Quartiersgesetz: Eigentümer werden zu Stadtentwicklern
Mehr als drei Jahre lag er in der Schublade – im Frühjahr 2020 hat die rot-schwarze Landesregierung ihren Entwurf eines Niedersächsischen Gesetzes zur Stärkung der Quartiere durch private Initiativen (Niedersächsische Quartiersgesetz – NQG) dann auf den Weg gebracht. Am 28.4.2021 hat der Landtag in Hannover nun dem Gesetz mit großer Mehrheit zugestimmt.
Was will das Quartiersgesetz?
Verwaiste Einkaufsstraßen, heruntergekommene Wohnquartiere oder Stadtteilzentren – zur Wiederbelebung solcher Viertel stehen auch in Niedersachsen häufig private Akteure in den Startlöchern. Ihnen soll die Arbeit mit dem neuen Gesetz erleichtert werden.

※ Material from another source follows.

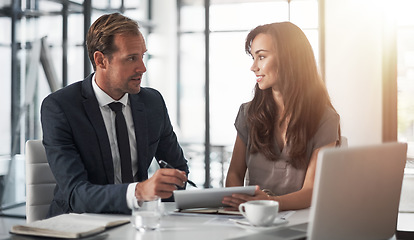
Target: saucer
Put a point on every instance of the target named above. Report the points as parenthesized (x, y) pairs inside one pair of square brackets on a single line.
[(246, 225)]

Auf Vorschlag privater Eigentümer-Initiativen könnten Gemeinden künftig Maßnahmen zur Aufwertung per Satzung festlegen. "Es obliegt jeweils der Entscheidung der Städte und Gemeinden, ob und wie sie Quartiersinitiativen fördern und unterstützen wollen", erklärte der stellvertretende Vorsitzende der CDU-Landtagsfraktion, Martin Bäumer, bevor das Gesetz ins Parlament eingebracht wurde. Die Finanzierung übernehmen die Privaten, die Kommunen können sich beteiligen. Gedacht ist laut Bäumer auch an gemeinsame Maßnahmen zur energetischen Aufwertung von Wohnquartieren, die Einrichtung von Coworking-Räumen oder an bauliche Maßnahmen zur Verbesserung des Wohnumfeldes. Eine Einschränkung gibt es: Wenn 30 Prozent der Eigentümer im Quartier widersprechen, können die Pläne nicht umgesetzt werden.
Das Gesetz eröffne gute Perspektiven, um in sogenannten Business Improvement Districts (BID) innovative "und hoffentlich auch nachhaltige Projekte umzusetzen, mit denen der einzelne Träger jeweils überfordert wäre", betonte Umweltpolitiker Bäumer abschließend. "Dieses Gesetz setzt den Rahmen für den Zusammenschluss von Immobilieneigentümern, die ihr Stadtviertel aufwerten wollen."
Business Improvement Districts: Vorreiter in Deutschland waren Hamburg und Hessen
Die Idee stammt ursprünglich aus Kanada und den USA: Seit den 1970er Jahren entstanden dort Business Improvement Districts, innerstädtische Viertel, in denen Geschäftsleute wegen der Abwanderung der Bewohner ins Umland die Aufwertung ihrer Zentren selbst in die Hand nahmen.
In Deutschland wurde die Idee 2007 ins Städtebaurecht aufgenommen. In zehn Bundesländern gibt es mittlerweile sogenannte BID-Gesetze. Sie sichern die Finanzierungsbasis in einem abgesteckten Aufwertungsbereich. Hamburg und Hessen waren in Deutschland Vorreiter.
Ein Argument für das Einrichten von Business Improvement Districts ist, dass sich ein einzelner Geschäftsmann oder Unternehmer meist nicht alleine gegen eine Abwärtsspirale wenden kann, die ein Viertel oder Stadtzentrum erfasst hat. Mit dem Instrument sollen Maßnahmen der Attraktivitätssteigerung, Revitalisierung und Weiterentwicklung von Innenstädten, Orts- und Stadtteilzentren und anderen überschaubaren Quartieren in niedersächsischen Städten und Gemeinden finanziert und umgesetzt werden können, heißt es im Gesetz.
Am Anfang steht die Quartiersgemeinschaft
Das Verfahren will, dass zunächst eine Quartiersgemeinschaft gebildet wird, die dann bei der Gemeinde einen Antrag auf den Erlass einer Quartierssatzung stellt. Der Antrag muss von Eigentümern mit mindestens 15 Prozent der im vorgesehenen Quartier gelegenen Grundstücke unterstützt werden; auch muss die Gesamtfläche der Grundstücke mindestens 15 Prozent der Gesamtgrundstücksfläche im Quartier betragen. Dann wird ein Maßnahmen- und Finanzierungskonzept für fünf Jahre vorgelegt. So soll verhindert werden, dass Geschäftsleute oder andere Akteure ohne finanzielle Beteiligung von der Aufwertung des Viertels profitieren.
Finanziert wird das Quartier über Sonderabgaben der Grundstückseigentümer im Quartier. Beteiligen können sich außer Geschäftsleuten, Bewohnern, Grundstückseigentümern und Mietern auch Wohnungsunternehmen und Kommunen.